Cypriot Leaders Reach Agreement To Avoid Bankruptcy

The European Central Bank had threatened to cut emergency assistance to the Mediterranean island nation by Tuesday without an agreement. Cyprus needs a 10 billion euro ($13 billion) bailout to keep the government afloat.
More from the AP:
Under the plan, Cyprus' second-largest bank, Laiki, will be restructured and holders of bank deposits of more than 100,000 euros will have to take losses, the diplomats said. They spoke on condition of anonymity pending the official announcement. It was not immediately clear whether the holders of large deposits in the remaining Cypriot banks would equally be forced to take losses.

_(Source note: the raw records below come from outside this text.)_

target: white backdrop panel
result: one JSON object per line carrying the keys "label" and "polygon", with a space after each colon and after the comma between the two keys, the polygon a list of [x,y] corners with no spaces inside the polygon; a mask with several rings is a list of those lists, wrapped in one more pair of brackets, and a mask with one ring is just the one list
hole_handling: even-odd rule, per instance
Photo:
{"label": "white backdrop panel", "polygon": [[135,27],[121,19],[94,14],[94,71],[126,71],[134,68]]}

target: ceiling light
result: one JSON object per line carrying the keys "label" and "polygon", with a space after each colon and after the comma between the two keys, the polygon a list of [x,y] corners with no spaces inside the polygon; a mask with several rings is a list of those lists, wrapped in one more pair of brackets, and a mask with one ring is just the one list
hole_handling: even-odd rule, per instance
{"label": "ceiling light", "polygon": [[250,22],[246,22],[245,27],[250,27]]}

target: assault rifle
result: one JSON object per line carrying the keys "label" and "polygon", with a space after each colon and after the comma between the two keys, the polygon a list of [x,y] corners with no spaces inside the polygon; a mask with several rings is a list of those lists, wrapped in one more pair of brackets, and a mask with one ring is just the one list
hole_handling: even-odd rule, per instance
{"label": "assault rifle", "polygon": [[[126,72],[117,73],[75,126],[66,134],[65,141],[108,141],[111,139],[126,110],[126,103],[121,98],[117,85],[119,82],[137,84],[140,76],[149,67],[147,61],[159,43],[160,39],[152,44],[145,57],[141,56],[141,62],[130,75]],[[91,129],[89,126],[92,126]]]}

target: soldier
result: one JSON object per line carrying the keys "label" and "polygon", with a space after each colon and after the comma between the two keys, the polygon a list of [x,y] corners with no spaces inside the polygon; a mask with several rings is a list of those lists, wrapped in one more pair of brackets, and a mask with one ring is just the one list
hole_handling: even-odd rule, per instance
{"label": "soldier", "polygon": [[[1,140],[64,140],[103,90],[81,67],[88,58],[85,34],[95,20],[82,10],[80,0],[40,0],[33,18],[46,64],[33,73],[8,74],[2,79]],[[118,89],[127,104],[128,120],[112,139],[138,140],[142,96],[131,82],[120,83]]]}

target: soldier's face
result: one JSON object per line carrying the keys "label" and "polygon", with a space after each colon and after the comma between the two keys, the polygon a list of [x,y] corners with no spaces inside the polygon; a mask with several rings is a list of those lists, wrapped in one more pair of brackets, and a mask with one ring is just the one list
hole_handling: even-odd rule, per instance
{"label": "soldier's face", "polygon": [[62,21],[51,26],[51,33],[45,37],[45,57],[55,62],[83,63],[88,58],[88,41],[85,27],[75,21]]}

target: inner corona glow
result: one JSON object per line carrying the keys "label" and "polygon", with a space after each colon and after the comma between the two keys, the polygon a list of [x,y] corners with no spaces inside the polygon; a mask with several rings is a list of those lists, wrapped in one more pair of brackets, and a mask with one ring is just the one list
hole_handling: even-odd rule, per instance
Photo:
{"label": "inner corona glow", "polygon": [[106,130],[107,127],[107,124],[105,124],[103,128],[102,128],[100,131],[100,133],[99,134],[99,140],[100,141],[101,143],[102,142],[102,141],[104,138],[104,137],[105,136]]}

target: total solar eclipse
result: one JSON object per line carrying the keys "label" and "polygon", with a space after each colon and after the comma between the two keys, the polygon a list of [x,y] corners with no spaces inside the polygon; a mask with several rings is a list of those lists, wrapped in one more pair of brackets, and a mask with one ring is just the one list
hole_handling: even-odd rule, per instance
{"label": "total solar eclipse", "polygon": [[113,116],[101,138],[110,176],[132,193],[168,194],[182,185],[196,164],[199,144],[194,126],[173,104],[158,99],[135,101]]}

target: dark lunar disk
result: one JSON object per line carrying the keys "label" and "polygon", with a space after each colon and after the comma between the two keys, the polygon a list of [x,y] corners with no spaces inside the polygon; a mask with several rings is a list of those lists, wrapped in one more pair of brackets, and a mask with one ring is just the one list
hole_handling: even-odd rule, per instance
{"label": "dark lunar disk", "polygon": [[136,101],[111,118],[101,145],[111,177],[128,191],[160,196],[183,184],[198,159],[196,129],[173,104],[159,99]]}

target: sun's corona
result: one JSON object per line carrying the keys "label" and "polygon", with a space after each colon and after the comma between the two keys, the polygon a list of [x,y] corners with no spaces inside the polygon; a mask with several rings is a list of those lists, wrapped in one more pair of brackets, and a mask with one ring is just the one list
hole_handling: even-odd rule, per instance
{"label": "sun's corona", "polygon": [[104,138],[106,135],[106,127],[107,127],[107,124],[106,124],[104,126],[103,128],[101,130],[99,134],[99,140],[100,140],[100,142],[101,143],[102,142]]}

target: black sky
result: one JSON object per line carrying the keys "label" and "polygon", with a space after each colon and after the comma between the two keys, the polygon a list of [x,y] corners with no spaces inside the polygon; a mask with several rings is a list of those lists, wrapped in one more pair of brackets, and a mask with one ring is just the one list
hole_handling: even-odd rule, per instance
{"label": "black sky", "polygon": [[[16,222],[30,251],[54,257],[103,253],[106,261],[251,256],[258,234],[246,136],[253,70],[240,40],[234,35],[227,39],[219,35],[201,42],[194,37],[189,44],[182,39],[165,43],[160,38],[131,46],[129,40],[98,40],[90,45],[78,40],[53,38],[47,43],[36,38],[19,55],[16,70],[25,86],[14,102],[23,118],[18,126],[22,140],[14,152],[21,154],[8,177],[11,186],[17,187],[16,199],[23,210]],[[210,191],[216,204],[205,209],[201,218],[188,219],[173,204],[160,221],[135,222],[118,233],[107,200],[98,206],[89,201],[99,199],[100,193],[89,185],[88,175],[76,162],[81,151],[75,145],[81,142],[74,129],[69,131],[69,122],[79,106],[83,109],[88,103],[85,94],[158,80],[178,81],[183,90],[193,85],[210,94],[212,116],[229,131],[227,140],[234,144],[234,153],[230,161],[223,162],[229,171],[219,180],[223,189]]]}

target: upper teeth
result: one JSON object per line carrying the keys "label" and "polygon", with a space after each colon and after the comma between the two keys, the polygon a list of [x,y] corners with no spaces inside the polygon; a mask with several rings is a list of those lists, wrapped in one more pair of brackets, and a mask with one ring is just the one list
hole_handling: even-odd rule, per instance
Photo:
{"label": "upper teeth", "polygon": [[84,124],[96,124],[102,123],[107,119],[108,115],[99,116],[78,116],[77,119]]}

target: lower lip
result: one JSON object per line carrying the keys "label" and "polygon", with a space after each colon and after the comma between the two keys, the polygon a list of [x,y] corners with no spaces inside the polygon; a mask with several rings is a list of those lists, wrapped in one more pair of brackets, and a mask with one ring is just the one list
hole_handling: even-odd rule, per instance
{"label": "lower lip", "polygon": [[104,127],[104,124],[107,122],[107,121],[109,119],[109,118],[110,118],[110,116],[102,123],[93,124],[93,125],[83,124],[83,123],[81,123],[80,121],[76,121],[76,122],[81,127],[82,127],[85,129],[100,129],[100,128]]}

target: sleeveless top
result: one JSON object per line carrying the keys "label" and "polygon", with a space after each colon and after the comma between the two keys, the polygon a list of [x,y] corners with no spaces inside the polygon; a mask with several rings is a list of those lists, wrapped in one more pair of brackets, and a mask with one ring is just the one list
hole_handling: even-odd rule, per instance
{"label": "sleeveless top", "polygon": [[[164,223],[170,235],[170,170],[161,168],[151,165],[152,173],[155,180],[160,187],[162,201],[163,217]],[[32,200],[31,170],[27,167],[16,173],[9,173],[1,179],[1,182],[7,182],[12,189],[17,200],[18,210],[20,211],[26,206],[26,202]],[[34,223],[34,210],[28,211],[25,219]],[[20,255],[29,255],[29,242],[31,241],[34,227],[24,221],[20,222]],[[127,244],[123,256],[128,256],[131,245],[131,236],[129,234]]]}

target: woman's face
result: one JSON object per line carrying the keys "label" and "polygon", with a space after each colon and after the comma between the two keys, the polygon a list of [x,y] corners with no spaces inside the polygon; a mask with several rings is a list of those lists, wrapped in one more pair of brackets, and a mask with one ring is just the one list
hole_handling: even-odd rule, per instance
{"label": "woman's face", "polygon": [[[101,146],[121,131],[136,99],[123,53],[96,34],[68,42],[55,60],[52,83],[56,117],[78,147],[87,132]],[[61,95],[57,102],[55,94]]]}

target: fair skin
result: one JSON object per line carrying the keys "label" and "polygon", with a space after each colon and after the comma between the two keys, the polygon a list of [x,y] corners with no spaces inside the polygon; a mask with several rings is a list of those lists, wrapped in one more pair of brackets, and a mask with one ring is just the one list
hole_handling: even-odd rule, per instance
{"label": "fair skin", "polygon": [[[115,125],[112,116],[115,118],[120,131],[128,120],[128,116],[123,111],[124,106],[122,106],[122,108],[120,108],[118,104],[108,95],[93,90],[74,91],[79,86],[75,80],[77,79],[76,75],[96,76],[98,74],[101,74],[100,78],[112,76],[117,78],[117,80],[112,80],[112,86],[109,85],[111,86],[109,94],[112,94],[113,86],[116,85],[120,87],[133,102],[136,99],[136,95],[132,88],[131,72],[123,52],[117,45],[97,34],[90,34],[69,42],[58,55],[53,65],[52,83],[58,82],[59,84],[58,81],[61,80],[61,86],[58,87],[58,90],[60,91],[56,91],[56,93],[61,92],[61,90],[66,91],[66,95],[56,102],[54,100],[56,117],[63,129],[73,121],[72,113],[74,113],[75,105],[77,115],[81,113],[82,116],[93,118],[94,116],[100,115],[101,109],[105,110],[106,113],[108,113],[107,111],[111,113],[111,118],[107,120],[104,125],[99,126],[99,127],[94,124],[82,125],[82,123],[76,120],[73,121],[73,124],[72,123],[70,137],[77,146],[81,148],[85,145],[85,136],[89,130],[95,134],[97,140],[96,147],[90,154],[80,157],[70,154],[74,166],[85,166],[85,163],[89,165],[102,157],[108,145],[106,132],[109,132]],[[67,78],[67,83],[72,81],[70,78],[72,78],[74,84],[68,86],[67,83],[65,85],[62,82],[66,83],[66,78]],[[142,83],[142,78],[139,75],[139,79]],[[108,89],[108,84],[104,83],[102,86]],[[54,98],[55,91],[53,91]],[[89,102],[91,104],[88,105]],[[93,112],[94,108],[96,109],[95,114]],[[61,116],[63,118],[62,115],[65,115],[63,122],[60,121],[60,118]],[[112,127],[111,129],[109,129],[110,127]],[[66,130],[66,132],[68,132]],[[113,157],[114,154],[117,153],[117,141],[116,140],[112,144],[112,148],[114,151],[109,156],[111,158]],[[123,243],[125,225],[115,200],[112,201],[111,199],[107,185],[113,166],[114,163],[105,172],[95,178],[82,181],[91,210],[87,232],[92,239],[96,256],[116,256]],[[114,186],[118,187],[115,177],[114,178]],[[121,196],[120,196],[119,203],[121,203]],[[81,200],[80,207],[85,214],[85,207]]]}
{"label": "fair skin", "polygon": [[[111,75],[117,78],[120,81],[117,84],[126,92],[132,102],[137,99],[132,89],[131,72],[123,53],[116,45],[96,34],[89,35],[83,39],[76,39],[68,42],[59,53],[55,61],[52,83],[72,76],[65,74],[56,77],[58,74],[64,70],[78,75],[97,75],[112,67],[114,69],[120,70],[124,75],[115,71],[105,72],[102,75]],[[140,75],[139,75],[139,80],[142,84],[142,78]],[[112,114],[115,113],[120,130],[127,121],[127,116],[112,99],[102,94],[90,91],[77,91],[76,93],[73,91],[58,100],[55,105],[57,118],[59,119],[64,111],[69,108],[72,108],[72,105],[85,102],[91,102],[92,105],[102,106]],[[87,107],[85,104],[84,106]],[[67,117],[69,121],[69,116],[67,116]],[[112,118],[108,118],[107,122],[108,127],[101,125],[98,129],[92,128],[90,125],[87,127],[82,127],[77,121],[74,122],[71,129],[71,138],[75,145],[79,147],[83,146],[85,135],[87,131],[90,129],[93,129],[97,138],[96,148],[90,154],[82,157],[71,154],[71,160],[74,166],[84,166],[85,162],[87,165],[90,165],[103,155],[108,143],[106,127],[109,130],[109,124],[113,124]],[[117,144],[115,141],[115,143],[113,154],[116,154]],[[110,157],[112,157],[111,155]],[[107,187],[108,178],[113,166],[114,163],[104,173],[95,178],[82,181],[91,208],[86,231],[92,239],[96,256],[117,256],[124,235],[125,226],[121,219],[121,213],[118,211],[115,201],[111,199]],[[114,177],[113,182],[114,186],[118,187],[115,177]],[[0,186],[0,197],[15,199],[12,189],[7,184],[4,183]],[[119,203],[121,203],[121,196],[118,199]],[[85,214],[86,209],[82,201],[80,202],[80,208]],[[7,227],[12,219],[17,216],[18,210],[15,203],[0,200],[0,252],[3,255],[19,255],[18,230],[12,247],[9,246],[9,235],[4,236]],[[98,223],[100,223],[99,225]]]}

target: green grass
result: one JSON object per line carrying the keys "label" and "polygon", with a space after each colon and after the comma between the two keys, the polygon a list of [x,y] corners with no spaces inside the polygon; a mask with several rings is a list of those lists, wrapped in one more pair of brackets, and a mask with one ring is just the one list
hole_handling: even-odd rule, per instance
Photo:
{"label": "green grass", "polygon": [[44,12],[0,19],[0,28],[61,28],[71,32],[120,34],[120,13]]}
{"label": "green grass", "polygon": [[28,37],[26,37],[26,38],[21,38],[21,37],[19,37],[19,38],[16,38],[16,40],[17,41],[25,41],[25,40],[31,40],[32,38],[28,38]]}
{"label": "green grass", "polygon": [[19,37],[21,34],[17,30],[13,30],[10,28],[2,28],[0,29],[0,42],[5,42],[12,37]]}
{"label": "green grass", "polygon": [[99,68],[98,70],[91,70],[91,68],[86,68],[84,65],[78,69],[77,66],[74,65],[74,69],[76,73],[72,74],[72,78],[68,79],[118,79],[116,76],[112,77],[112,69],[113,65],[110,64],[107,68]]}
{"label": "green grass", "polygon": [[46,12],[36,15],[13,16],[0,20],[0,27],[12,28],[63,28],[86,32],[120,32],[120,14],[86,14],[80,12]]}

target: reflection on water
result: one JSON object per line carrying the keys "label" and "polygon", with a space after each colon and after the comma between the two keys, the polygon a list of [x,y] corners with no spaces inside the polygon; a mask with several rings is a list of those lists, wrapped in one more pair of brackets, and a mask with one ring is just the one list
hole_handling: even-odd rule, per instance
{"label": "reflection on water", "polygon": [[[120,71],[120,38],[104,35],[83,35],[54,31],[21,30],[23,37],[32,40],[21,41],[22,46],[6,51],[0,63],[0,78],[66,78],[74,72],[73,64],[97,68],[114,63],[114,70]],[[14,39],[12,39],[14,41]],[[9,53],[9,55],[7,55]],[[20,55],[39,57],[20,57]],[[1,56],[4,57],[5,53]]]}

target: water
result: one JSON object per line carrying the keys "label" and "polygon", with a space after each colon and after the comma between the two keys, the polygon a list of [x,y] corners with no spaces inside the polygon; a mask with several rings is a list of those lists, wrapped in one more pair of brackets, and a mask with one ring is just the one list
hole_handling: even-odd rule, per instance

Cyprus could have been forced to abandon the euro currency had a deal not been reached by Monday. Nicosia has to raise 5.8 billion euros in order to qualify for the rescue loan package.
SEE ALSO: Cyprus Economy Sparks Confict
From the New York Times:
As proposed, the deal would drastically reduce the size of Cyprus’s banking sector, which is eight times bigger than the island’s economic output. This breezy financial haven has fought bitterly to keep the banking sector intact as a way of sustaining its lifeblood and continuing to draw international investors, including wealthy Russians and thousands of businesses with hefty accounts here.
The deal still needs to be approved by 17 finance ministers from countries that use the euro, which could take another few weeks.